La colecistitis aguda (CA) se origina frecuentemente de una enfermedad litiásica, una condición que afecta anualmente a 20 millones de individuos en los Estados Unidos. Además, la colecistitis aguda litiásica se asocia con un aumento global de la enfermedad cardiovascular y de la mortalidad por cáncer. Aunque la colecistitis aguda alitiásica es menos común, se la observa frecuentemente en pacientes ancianos o críticamente enfermos y se asocia con una incidencia alta de gangrena y muerte. El tratamiento estándar para la CA es la colecistectomía laparoscópica (CL), pero el manejo de los pacientes complejos y críticamente enfermos con CA sigue siendo controvertido. Otras opciones quirúrgicas incluyen la colecistectomía a cielo abierto (CCA), la conversión a un procedimiento abierto (CPA) o la colocación quirúrgica de un tubo de colecistostomía (CQTC). Para los pacientes dañosos o aquellos más jóvenes pero con comorbilidades importantes, el riesgo de la anestesia general puede ser mayor que los beneficios comprobados de la intervención quirúrgica. Un procedimiento radiológico menos invasivo, la colocación percutánea de un tubo de colecistostomía (CPTC), seguido de una colecistectomía pasado un período de tiempo, es otra opción para esos pacientes con alto riesgo. La colocación de un tubo de colecistostomía (CTC) permite una descompresión inmediata y adecuada y el drenaje de una vesícula biliar agudamente inflamada y puede usarse como un tratamiento definitivo o una medida transitoria para disminuir la inflamación o para la recuperación de una enfermedad crítica. Aún persiste un debate sobre cuánto tiempo debería permanecer colocado el tubo en el paciente y si la colecistectomía subsecuente es necesaria.

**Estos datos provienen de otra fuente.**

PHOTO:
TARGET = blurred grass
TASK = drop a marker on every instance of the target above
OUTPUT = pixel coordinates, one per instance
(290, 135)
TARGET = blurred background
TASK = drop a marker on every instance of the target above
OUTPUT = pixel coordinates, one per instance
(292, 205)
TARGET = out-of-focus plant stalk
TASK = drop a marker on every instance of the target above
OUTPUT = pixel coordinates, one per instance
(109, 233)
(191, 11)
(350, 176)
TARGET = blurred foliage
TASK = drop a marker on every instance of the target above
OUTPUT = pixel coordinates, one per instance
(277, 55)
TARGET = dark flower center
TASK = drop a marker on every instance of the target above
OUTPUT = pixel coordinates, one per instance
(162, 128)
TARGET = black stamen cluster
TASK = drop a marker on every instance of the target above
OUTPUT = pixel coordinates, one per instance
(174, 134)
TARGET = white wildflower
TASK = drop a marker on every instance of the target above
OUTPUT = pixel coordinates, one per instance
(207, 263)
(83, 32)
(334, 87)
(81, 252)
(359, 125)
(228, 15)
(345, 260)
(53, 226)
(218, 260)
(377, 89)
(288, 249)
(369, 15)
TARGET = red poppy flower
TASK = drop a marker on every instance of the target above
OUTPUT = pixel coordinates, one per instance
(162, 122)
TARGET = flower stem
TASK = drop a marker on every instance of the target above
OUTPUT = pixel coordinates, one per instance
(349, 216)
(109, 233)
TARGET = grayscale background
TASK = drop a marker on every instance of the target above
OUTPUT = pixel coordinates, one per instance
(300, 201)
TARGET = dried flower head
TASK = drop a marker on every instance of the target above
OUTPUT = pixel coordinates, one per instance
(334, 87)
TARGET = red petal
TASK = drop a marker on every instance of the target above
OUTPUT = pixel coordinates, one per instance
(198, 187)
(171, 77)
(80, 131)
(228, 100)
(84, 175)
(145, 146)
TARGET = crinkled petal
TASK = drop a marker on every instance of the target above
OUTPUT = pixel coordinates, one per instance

Los estudios previos describiendo tendencias en pacientes con CA tratados con la CTC han sido de pequeña escala en la población de pacientes o bien han examinado sólo la CPTC y no la CQTC. Además, la mayoría de los estudios que investigaron el uso de la CQTC han sido sobre pacientes críticamente enfermos que, no fueron admitidos con una CA o que no presentaron una CA como su diagnóstico primario. El propósito de este reporte fue determinar el papel de la CQTC en el manejo de la CA. Los autores apuntaron a revisar su experiencia tanto con la CQTC como con la CPTC para tratar a pacientes con CA en un centro terciario y determinar si hubo un beneficio para esos pacientes, comparado con la terapia convencional de la CPA o de una CCA.

Métodos


Se creó una base de datos conteniendo a todos los pacientes que fueron admitidos en el UMass Memorial Center con un diagnóstico primario de CA, como fuera descrito previamente por el grupo de autores. De esa cohorte, se identificó a todos los pacientes en los que se colocó un tubo de colecistostomía, sea quirúrgicamente o percutáneamente, durante su estadía en el hospital, entre el 1 de enero de 2002 y el 1 de enero de 2011 (n = 185). La colecistitis aguda complicada fue definida como la presencia de una CA en pacientes con comorbilidades médicas, que los harían estimar como de alto riesgo para la colecistectomía. El University of Massachusetts Institutional Review Board, revisó y aprobó el estudio. Se registraron los antecedentes pertinentes, datos demográficos, hallazgos de laboratorio y resultados. Los pacientes con una admisión  primaria por CA fueron identificados basándose en los códigos de diagnóstico y procedimiento del ICD-9-CM (574.0, 574.3, 574.6, 574.8, 575.0, 575.12). De esa cohorte, se investigó a los pacientes con un código de CTC como procedimiento primario (51.01, 51.02 0 51.03). Se revisaron todos los protocolos operatorios para confirmar la intención y estrategia quirúrgicas. Las operaciones que comenzaron laparoscópicamente y en las que intraoperatoriamente se cambió a un procedimiento abierto fueron definidas como una conversión a procedimiento abierto (CPA). Los procedimientos de colecistectomía parcial (n = 5) fueron incluidos en el grupo de CL, porque fueron efectuados laparoscópicamente y resultaron en una anatomía quirúrgica similar. Los pacientes con datos perdidos, protocolos operatorios y documentos incompletos y cáncer gastrointestinal metastásico, fueron excluidos.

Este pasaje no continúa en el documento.